Letting the people decide
A referendum on the final package may be in the future

Glen Korstrom
Northern News Services

INUVIK (Apr 23/99) - When self-government negotiators wrap up a week of meetings this week in Yellowknife, they may reach an agreement on whether area residents will be able to vote on the final package in a referendum.

"We're working on the ratification chapter," says GNWT negotiator Fred Talen.

"The GNWT has expressed an interest and desire that since the result will be a public institution that all residents have a say in whether to accept it or not."

If negotiators reach an agreement, Talen says how people would have a say would be explained during a tour this summer by self-government negotiators.

Foremost for Inuvialuit negotiator Vince Teddy is that the inherent right to self-government be put into practise.

"What we're negotiating really is the inherent right within the public system of government where there's no division of anyone at the community or regional level within the Beaufort Delta," says Teddy.

"The only ones that are concerned really want the present system. They don't want to change.
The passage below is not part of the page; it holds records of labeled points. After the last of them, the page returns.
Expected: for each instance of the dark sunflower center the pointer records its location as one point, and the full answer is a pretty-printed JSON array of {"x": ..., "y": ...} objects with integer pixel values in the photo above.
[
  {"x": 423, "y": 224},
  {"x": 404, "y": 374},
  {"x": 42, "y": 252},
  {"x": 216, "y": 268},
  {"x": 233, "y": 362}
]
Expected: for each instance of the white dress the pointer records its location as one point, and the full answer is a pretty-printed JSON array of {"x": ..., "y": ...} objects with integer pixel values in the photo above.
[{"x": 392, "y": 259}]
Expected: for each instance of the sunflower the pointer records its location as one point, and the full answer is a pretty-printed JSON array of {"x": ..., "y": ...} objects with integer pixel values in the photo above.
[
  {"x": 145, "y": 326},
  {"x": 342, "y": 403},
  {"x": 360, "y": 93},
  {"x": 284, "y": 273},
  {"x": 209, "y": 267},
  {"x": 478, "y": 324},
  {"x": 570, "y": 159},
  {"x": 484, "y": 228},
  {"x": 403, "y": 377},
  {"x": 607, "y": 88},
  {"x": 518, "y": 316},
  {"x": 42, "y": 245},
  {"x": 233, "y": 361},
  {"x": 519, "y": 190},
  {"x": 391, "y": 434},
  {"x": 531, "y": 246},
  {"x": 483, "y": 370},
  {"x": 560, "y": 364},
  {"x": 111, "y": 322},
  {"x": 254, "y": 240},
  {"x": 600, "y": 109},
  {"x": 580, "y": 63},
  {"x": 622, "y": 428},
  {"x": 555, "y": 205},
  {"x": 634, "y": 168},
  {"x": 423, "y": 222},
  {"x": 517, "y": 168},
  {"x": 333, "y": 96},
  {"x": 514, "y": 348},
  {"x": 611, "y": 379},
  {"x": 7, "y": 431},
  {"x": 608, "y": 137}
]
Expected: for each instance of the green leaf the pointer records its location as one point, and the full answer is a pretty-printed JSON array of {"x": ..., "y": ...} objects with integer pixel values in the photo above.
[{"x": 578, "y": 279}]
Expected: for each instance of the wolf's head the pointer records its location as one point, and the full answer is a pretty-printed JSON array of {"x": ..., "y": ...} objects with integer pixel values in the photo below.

They don't want to accept the affirmation of the inherent right within any type of system of government."

Though the words "inherent right to self-government" are not written specifically in the Constitution of Canada, as a way of avoiding the courts, the federal government has accepted that section 35 of the Constitution recognizes the principle.

And to Teddy, one way to use the inherent right is to lend it to what negotiators call the united model of community government.

This model would have a chief councillor and at-large members elected by all voters as well as a set number of Inuvialuit and Gwich'in councillors who are elected solely by aboriginals.

This model has come under attack in the past by some residents, including Mayor George Roach. Roach said if his wife were Gwich'in, it would be unfair for her to be able to vote for candidates that he is unable to.

Though in past months Roach has described such a model as "racist," this week he had only positive things to say about working together.

"The town is very interested in working closely with the negotiators to make something work that will benefit everyone in the community," he says.

Roach has previously said his job as mayor is to represent everyone in the community, but Beaufort Delta chief negotiator Bob Simpson counters, "He doesn't represent the inherent right."

On top of guaranteed seats in the proposed public government, Inuvialuit and Gwich'in will also maintain their own institutions such as the Inuvialuit Regional Corporation or the Gwich'in Tribal Council.

Both groups would also get a representative on the proposed 11-member regional council: one member from each of the eight Beaufort Delta communities, one Gwich'in member, one Inuvialuit member and one chair elected by all voters in the region, according to Simpson.